2.1 Invloed op werk Een eerste factor die van invloed kan zijn op de werkprestaties van werknemers is de invloed die zij hebben op hun werk. Voor veel mensen is het belangrijk dat ze inspraak hebben bij het kiezen van de taken die uitgevoerd moeten worden. Bovendien willen ze zelf bepalen hoe ze deze taken uitvoeren, wanneer en met welke snelheid (Cordes en Dougherty, 1993). Uit het artikel van Cherniss (1980b) blijkt dat wanneer mensen weinig invloed hebben bij het maken van beslissingen, ze het idee kunnen krijgen dat ze uitmaken van een onpersoonlijk, onmenselijk en streng gecontroleerd systeem. Om met deze situatie om te gaan, zullen individuen depersonaliseren en meer als een machine omgaan met collega’s, klanten en de organisatie. Dit kan gevolgen hebben voor de werkprestaties van deze werknemer. Uit het artikel van Laschinger et al. (2003) is gebleken dat wanneer verzorgers autonomie kunnen creëren in hun werkomgeving, dit positieve gevolgen heeft voor de kwaliteit zorg die zij bieden en dus tot betere prestaties leidt. Dit is gebaseerd op de structural empowerment theorie van Kanter (1993).
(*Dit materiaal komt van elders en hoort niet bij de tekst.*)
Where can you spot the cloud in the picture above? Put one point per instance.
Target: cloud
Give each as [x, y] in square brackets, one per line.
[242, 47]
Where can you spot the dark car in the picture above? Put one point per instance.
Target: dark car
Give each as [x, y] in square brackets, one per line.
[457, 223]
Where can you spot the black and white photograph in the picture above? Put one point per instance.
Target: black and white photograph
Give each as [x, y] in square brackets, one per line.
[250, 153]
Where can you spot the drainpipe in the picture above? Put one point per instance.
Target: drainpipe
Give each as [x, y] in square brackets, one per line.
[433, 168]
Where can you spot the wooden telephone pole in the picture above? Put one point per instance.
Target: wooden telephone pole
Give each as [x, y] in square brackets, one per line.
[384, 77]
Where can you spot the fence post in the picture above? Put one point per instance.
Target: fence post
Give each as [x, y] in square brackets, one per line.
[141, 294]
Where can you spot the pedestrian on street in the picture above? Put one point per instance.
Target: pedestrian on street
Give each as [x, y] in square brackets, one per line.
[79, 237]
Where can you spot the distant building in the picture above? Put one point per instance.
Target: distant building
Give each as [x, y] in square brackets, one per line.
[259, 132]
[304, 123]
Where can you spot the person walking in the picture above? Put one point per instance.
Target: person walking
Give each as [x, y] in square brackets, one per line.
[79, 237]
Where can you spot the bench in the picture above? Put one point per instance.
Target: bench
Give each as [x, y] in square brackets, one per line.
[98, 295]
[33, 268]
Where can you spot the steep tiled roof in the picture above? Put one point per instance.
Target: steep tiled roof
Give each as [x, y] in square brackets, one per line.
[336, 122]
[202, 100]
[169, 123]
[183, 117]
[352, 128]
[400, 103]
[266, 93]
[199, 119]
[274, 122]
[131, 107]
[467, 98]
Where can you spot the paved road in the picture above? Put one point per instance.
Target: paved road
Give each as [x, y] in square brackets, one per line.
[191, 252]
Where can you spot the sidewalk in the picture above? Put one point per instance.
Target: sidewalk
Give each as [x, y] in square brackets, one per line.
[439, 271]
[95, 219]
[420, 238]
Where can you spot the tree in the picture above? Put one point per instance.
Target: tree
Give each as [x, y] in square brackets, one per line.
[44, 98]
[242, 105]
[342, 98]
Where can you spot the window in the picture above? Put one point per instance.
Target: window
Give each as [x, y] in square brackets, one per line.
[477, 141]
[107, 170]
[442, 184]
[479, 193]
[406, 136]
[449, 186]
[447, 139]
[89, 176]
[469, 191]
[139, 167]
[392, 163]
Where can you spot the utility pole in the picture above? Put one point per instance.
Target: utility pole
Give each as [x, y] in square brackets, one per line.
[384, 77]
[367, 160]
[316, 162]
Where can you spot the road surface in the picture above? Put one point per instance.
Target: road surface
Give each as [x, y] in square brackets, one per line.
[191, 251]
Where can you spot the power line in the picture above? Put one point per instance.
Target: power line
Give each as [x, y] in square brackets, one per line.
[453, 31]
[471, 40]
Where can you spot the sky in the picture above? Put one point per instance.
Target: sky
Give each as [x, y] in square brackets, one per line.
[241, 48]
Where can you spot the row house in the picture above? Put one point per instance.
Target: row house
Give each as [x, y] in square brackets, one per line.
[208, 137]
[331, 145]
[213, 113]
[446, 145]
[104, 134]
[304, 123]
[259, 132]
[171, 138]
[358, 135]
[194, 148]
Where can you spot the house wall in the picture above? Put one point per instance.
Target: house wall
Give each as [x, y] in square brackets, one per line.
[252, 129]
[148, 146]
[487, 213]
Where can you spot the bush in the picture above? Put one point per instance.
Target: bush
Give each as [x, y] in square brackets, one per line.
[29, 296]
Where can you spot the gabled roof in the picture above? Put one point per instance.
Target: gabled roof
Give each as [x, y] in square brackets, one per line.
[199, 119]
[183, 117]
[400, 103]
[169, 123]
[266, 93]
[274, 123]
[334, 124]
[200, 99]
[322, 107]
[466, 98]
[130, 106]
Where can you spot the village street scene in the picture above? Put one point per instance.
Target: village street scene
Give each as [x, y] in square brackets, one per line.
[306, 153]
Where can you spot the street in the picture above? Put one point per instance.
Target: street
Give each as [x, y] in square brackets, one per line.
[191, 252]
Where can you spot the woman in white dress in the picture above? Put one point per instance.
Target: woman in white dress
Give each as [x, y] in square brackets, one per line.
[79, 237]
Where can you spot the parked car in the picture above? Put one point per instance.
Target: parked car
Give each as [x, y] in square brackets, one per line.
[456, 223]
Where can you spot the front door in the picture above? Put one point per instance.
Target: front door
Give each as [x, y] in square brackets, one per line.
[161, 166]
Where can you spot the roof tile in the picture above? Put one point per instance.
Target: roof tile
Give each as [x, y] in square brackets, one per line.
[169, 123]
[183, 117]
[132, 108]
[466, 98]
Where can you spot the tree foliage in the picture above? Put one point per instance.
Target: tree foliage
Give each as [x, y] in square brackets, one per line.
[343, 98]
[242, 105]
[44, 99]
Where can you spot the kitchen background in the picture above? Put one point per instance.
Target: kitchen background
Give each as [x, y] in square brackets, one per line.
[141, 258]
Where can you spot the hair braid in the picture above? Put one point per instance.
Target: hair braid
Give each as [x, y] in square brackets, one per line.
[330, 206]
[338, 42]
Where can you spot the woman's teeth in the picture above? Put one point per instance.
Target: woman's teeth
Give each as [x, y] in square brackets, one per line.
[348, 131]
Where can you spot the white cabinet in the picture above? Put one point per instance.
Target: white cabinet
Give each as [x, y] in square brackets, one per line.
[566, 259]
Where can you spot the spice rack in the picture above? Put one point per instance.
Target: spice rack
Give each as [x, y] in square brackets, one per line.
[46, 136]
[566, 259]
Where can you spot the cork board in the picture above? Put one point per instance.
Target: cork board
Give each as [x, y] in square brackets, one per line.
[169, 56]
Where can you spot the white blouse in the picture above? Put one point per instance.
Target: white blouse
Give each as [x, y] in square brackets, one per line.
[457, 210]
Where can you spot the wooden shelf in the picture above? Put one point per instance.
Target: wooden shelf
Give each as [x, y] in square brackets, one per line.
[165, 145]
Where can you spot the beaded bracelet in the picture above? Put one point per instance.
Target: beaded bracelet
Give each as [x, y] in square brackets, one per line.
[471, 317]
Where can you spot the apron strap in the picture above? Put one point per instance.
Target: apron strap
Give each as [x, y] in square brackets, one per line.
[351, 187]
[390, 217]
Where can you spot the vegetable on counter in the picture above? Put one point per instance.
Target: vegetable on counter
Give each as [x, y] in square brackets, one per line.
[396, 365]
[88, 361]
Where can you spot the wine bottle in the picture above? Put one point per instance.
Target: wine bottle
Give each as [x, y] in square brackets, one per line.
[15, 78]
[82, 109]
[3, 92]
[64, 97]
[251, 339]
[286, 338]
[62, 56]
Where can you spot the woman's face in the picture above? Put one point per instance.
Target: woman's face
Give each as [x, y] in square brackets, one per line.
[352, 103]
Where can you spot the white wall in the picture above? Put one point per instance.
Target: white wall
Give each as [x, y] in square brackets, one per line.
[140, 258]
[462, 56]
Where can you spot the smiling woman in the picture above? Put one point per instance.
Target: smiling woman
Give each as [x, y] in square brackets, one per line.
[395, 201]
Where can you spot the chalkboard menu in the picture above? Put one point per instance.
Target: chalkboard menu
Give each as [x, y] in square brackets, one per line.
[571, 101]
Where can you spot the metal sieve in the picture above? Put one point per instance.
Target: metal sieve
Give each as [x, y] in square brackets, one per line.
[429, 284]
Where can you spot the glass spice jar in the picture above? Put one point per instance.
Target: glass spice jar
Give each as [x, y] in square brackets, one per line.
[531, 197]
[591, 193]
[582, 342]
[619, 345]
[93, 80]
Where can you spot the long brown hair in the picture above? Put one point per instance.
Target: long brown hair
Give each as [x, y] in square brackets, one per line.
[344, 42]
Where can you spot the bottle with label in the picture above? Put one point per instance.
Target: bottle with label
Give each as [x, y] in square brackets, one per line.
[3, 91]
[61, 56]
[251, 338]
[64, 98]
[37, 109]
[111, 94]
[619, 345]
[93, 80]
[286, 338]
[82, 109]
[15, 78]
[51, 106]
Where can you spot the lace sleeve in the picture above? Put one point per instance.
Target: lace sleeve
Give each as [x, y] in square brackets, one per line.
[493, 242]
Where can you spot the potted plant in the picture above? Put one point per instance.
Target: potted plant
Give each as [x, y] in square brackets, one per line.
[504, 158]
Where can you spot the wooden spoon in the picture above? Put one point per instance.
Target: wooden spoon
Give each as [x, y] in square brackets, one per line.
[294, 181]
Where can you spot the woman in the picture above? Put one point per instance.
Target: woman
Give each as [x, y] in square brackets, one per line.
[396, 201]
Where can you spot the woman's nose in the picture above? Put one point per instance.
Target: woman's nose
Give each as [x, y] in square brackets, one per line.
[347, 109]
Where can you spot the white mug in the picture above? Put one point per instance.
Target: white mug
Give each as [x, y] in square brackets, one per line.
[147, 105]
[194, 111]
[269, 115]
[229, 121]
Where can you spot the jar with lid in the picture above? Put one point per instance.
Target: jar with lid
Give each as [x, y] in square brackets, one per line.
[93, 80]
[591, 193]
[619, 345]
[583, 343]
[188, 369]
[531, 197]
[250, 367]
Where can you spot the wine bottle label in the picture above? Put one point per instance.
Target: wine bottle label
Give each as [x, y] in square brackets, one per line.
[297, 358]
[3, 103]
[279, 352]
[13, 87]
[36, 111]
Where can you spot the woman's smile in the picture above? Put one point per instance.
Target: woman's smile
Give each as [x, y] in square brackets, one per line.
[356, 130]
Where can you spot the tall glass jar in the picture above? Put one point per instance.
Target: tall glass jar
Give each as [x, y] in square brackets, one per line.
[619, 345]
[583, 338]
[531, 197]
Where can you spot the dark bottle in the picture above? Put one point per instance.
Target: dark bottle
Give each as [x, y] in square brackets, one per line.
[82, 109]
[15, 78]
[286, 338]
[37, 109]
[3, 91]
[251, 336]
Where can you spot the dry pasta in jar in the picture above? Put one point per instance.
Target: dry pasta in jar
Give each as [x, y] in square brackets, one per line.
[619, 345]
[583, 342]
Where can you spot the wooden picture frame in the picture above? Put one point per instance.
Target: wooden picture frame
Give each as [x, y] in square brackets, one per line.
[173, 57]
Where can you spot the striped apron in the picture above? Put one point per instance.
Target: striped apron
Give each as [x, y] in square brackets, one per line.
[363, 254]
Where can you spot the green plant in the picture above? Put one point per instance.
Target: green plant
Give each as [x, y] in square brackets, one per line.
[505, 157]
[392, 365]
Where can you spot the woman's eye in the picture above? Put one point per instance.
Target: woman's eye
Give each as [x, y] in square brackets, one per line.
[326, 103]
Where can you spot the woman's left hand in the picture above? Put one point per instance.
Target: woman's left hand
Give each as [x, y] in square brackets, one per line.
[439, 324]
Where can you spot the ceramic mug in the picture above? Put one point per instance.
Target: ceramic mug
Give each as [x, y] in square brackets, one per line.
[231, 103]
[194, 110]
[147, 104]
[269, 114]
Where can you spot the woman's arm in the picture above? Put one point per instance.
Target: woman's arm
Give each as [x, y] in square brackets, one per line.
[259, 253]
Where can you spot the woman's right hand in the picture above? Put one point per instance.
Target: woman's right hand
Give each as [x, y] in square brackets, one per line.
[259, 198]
Kanter (1993) stelt dat sociale structuren binnen de werkomgeving die werknemers toegang bieden tot informatie, ondersteuning, middelen, hulpmiddelen, sterke inter-persoonlijke relaties en groei en leermogelijkheden empowering zijn en werknemers in staat stellen om hun werk te vervullen op een betekenisvolle manier. Deze sociale structuren veranderen de houdingen en gedachtes van de mensen. Werknemers die toegang hebben tot deze structuren ervaren werkgerelateerde autonomie, wat gepaard gaat met meer verbondenheid met de organisatie, minder burnouts, meer motivatie en meer betrokkenheid bij het maken van beslissingen. Dit betekend dat invloed op werk zowel direct als indirect tot betere werkprestaties kan leiden. Deze relatie is voornamelijk onderzocht in de zorgsector (Laschinger et al, 2003;
11
Laschinger & Leiter, 2006). Dit onderzoek kijkt daarom of het effect van invloed op werk op werkprestaties van toepassing is in meerdere sectoren. Hypothese 1: Invloed op werk is positief gerelateerd aan de werkprestaties.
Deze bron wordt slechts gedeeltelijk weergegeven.